I hear it in your breath
and feel it in mine.
Disoriented by society’s mechanics,
tugged and torn by machinery,
bombarded by digital waves,
tossed by crises,
numbed by headlines—
Our body forgets its fluidity.
It remembers only its falls,
pain of going under,
no ground beneath its feet.
This body
thrashes and lashes out,
seizes and freezes
into stone.
Gravity has it.
Forces it down,
to bend (like my Da),
to fracture (like my Ma),
to implode (like my half-brother)
Short of breath,
full of fear,
we labor
against gravity
against each other
scrambling
pushing and pulling,
gnashing and rending,
to get higher
to grab ahold of
hard-to-reach things.
Things that will,
we’re told,
allow us to rise,
to breathe freely,
to live fully.
In my life
In my folk’s lives
In their folk’s lives
those things proved to be lures
and dead weight.
III.
We can float here too.
You’ll see.
Sit quietly.
Scan the body.
Notice any rigidity
Notice where you’ve become stone
Now,
remember your fluidity,
your watery beginnings.
Be like the jellyfish,
empty, at ease.
Be like the child,
buoyed by invisible hands.
Try it.
Really try it.
Some days, you’ll float.
You’ll feel it.
What’s lifting you is Grace,
more potent than gravity,
more powerful than any force of man.
Grace lifts you on an ocean of Love,
Its waters fill you,
Its current flows through you,
word and deed flow with ease.
Ride that current
to the work you need do,
the communities you need buoy.
IV.
Think of the dusty woman.
See her face,
drowning.
Think of the Triangle Factory workers.
forced to sew at inhuman speeds,
forced to fall.
See their faces,
drowning.
Think of underpaid TAs,
burnt out gig workers, hustlers,
rat racers, and passionless students.
See their faces,
drowning.
Think of farmworkers
forced to bend
with short-handled hoe
See their faces,
drowning.
Think of a poor baby
forced to bed,
cold and hungry.
See its face,
Its parents’ faces,
drowning.
Think of the girl in the photo
liquid fire seeping through her skin.
See her face,
drowning.
Think of those who profit off such misery.

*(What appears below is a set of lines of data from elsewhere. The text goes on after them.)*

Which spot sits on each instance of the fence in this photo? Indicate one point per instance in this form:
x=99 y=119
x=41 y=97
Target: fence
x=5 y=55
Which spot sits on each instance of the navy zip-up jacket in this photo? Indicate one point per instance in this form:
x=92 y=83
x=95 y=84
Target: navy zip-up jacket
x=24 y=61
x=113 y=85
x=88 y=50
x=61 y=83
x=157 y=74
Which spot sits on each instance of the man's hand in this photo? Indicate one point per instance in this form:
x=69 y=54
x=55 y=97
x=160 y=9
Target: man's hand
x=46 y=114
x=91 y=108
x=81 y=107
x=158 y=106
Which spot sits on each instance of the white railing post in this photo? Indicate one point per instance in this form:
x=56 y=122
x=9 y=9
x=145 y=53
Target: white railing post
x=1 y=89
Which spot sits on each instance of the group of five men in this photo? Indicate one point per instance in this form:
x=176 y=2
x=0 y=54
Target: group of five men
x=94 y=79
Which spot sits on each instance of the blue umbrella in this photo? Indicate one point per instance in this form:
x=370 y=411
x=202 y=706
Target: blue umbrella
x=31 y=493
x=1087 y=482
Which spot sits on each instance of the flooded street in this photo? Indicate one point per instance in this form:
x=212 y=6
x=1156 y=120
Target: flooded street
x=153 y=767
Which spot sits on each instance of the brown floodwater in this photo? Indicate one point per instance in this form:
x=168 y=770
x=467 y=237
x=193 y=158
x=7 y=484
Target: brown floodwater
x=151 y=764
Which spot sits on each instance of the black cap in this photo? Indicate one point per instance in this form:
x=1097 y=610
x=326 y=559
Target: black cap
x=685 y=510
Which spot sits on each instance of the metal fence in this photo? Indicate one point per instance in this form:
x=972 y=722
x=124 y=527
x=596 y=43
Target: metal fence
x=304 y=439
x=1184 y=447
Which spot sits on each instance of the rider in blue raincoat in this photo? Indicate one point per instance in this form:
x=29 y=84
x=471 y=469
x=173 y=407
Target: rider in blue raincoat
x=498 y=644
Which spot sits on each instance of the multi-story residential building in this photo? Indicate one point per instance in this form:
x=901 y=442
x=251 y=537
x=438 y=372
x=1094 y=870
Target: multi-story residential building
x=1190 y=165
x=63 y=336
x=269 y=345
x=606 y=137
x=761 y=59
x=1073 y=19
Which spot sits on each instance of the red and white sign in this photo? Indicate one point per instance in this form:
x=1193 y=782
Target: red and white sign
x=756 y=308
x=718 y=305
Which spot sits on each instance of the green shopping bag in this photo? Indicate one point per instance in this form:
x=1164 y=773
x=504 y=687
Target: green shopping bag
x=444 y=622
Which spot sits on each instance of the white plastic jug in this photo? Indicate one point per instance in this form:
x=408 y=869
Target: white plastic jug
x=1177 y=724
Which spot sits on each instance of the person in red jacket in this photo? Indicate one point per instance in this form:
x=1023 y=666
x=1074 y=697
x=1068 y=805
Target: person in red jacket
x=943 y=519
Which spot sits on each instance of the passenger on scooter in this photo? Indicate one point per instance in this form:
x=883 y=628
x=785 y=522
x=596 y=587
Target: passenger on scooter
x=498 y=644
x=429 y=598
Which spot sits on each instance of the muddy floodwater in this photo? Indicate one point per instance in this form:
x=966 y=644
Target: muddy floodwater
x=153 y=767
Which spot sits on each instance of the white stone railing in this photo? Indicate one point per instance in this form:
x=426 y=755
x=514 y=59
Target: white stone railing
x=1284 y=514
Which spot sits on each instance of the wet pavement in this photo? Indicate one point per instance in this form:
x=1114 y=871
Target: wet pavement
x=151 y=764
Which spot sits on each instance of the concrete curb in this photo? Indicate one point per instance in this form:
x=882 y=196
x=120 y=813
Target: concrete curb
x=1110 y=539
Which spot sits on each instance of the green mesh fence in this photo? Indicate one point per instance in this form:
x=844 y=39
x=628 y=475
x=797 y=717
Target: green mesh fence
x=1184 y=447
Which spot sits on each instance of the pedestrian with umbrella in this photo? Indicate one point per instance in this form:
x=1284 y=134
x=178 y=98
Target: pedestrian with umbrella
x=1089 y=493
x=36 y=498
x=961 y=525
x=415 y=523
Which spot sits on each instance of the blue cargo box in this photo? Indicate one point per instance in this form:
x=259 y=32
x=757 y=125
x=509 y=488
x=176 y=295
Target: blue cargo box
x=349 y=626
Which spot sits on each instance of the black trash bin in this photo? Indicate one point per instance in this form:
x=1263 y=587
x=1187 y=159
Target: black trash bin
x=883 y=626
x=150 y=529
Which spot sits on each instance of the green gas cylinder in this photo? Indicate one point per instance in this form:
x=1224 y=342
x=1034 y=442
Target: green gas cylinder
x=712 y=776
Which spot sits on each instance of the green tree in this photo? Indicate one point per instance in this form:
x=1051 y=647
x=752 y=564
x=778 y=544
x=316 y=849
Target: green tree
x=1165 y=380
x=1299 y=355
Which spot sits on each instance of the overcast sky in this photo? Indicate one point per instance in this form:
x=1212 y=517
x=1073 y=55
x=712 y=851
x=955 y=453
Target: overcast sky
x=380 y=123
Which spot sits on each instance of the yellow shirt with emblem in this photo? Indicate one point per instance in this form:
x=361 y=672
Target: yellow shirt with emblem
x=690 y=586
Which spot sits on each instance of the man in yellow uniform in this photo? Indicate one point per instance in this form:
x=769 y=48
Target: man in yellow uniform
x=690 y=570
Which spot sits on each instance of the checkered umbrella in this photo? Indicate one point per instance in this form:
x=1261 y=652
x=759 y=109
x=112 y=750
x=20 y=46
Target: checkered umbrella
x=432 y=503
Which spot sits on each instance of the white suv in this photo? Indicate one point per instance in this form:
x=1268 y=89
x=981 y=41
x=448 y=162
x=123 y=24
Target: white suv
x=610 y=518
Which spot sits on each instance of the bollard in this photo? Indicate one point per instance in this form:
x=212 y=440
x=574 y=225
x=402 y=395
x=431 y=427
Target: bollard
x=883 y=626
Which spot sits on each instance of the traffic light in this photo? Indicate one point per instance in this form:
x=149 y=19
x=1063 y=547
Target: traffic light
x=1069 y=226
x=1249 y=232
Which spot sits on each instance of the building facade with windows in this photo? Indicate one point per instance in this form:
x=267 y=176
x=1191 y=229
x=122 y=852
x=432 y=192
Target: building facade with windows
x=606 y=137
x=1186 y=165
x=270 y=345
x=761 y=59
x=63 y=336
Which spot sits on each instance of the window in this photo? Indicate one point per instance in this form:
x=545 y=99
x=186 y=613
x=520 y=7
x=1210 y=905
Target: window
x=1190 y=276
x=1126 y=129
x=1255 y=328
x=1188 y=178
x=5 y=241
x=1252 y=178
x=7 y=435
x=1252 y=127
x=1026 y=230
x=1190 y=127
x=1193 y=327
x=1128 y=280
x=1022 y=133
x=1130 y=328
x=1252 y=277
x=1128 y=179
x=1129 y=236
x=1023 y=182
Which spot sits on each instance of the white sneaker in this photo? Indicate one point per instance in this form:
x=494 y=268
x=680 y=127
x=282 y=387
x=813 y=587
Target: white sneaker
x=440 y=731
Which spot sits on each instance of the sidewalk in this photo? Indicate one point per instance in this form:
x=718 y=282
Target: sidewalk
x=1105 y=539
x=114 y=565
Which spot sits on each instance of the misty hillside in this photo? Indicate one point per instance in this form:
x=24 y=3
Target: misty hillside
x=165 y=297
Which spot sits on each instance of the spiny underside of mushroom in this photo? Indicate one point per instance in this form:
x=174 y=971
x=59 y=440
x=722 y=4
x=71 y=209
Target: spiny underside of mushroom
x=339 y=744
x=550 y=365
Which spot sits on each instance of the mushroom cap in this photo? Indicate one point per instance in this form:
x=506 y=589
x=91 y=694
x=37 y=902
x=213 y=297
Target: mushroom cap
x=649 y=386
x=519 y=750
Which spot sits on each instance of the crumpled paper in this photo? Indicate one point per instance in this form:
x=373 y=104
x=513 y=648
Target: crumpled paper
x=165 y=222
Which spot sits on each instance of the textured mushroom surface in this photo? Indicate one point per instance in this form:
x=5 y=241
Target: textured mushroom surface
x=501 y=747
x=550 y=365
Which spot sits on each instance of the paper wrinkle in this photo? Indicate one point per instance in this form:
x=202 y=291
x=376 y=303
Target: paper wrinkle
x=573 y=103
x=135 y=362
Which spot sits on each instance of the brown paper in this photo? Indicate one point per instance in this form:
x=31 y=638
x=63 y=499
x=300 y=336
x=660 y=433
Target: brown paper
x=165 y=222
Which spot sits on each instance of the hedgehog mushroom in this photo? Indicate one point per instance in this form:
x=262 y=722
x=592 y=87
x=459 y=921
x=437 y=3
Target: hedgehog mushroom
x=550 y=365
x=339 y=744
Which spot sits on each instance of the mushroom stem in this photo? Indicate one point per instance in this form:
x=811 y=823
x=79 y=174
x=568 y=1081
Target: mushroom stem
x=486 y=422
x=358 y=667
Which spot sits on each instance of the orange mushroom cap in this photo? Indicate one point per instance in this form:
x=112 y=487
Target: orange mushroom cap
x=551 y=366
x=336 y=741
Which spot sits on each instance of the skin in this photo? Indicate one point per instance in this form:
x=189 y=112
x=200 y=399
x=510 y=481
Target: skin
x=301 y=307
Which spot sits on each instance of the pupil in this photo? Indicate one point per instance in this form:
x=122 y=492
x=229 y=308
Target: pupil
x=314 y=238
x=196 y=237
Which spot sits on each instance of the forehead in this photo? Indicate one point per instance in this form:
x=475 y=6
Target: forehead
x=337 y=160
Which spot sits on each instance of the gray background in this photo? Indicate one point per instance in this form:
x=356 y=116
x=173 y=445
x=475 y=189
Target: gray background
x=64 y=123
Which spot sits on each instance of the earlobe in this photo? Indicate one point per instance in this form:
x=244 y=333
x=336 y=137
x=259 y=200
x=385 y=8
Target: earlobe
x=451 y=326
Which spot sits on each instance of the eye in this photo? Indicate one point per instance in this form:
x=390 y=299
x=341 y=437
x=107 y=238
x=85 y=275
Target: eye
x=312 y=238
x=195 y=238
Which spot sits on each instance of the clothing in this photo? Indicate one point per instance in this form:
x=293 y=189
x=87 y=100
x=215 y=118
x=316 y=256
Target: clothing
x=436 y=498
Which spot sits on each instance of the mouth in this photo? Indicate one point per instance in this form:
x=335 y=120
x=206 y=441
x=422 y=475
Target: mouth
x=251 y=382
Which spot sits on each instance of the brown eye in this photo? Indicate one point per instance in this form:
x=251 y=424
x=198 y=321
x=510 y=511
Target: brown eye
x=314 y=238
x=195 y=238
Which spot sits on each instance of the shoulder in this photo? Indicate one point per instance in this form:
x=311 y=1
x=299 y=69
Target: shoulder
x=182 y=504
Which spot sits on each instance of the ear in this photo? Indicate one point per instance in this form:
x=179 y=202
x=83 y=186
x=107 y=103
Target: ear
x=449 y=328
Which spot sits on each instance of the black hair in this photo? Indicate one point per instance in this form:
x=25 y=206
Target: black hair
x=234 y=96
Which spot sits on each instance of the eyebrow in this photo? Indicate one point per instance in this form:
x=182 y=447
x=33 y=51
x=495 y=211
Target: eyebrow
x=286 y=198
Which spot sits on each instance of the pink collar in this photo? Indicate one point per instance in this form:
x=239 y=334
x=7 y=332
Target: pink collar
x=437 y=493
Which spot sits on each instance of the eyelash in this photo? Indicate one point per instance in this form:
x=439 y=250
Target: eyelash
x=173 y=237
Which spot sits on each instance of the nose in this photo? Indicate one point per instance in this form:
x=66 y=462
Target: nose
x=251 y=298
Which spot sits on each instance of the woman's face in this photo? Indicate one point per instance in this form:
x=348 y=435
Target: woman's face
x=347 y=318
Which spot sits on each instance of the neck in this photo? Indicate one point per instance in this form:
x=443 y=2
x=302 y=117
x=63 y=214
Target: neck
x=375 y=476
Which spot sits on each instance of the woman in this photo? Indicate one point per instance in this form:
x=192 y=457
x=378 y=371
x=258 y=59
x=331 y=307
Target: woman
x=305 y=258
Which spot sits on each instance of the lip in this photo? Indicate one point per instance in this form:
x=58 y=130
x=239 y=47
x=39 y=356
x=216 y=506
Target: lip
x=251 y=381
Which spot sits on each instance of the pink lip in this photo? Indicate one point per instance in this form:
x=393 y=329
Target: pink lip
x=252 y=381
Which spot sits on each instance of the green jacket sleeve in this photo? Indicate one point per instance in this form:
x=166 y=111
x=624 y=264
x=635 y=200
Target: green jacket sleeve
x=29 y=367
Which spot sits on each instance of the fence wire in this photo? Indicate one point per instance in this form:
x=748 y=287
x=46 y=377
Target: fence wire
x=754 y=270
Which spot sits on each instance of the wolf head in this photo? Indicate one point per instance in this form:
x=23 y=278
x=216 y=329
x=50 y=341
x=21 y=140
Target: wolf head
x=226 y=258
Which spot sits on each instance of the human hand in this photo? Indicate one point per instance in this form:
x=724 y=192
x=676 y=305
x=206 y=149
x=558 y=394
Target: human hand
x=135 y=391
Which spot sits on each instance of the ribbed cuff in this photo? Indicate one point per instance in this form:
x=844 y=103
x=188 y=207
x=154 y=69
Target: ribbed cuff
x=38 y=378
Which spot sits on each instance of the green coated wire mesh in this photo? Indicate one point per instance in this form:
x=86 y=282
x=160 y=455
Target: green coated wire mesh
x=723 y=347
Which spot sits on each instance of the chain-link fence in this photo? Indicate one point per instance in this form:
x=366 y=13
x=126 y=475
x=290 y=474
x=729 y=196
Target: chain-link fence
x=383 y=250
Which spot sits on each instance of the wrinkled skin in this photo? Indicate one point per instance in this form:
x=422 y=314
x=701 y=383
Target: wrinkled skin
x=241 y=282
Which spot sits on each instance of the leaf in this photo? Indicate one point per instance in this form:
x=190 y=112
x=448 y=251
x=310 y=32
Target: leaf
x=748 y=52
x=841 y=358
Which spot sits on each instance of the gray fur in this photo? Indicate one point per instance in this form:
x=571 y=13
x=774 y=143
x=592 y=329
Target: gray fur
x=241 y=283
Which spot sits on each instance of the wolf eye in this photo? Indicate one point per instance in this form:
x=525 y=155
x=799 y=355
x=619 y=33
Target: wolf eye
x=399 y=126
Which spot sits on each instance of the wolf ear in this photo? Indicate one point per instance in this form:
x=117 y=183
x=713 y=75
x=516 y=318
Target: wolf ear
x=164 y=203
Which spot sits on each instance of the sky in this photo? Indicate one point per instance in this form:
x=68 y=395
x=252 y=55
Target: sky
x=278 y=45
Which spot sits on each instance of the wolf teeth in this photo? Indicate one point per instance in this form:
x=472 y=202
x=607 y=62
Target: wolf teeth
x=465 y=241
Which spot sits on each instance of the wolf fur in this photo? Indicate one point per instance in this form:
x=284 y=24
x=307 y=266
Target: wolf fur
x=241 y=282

(I had separate stanzas for these folk but one is enough)
See their faces,
drowning as they force others under.
See Emmett Till’s face,
drowned by hate.
See his killers’ faces,
drowned in hate.
Think of Southern children smiling beneath dangling feet.
Think of Northern children smiling under Swastika signs.
Think of this woman frozen in scream.
See their faces and hearts
turned to stone.
Now
See Dr. King’s face
See the faces
of those who stepped onto the Mississippi bound bus,
who raised flowers against guns
who refused to be bled dry for our grapes.
See their Face
so buoyant, so light.
Neither gravity, nor any force of man,
can crush what flows through It.
Seeing that Face is enough to make you float.